Melchor, Gaspar y Baltasar han repartido 4.250 kilos de caramelos

La Cabalgata de Reyes despierta al niño que todos llevamos dentro

El desfile de Sus Majestades por las calles de Hadú y el centro ha removido en el interior de muchos adultos al niño que todos llevamos dentro.

La basta urdimbre de los tejidos con los que se confeccionan los trajes de los Reyes Magos y sus oropeles se truecan fino armiño y delicados brocados. Los automóviles del parque móvil que arrastran las frágiles carrozas de madera se nos antojan impetuosos corceles lanzados al galope. Los caramelos de a 20 céntimos nos son tan preciados como doblones de oro valiosísimos.

Y esta mirada compartida con la inocencia de los ojos infantiles solo es posible gracias al niño que todos llevamos dentro.

El del auxiliar administrativo que esta tarde aguardaba el paso de Sus Majestades en la esquina de la sucursal de Bankia debía de tener unos ocho años y un peso, estimado en canal, de unos 30 kilos. El pobre hombre sabía desde hacía años de la existencia del zagal, un chiquillo inquieto que, a lo que presumía, había encontrado un refugio muelle en su píloro, a un paso del intestino delgado. Ahora, el muchacho había resuelto no parar quieto, amenazando de este modo la placidez de su digestión.

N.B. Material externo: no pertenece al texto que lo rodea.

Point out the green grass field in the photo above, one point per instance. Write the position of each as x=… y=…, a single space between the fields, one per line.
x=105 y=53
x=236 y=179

“El puto niño que todos llevamos dentro…”, mascullaba con ira contenida el auxiliar administrativo al paso de Melchor por la Plaza de los Reyes. Nuestro amigo se mortificaba ante la falta de respuestas a la pregunta que le torturaba desde el día en el que adquirió conciencia de que aquella criatura habitaba en sus entrañas: “Si aceptamos que el número de orificios naturales inventariados por los anatomistas es limitado, ¿cómo saber por dónde diablos habrá entrado?”, se interrogaba a sí mismo.

La Cabalgata de Reyes estaba resultando todo un éxito.

La hiperactividad del chico comenzaba a resultar molesta. El indeseado inquilino, reacio sin duda al desahucio, no parecía insensible a los horrísonos chillidos con los que la chavalería recibía la lluvia de caramelos caídos desde lo más alto de las carrozas. Movido por la curiosidad, aunque con la prudencia de la que hace gala quien ha hallado una “solución habitacional” de la que no desea verse privado, el mocoso trató de asomarse, vía faríngea, al exterior, lo que sumió en un episodio de asfixia momentánea a aquel ser generoso que le brindaba hospedaje.

Solo el temor a verse expulsado del confortable albergue que le proporcionaba cobijo movió al pequeño a retornar a la seguridad del píloro.

El auxiliar disolvió un sobrecito de Almax en un vaso mediado de agua que bebió con la esperanza de apaciguar a ese niño que todos llevamos dentro. Angelito.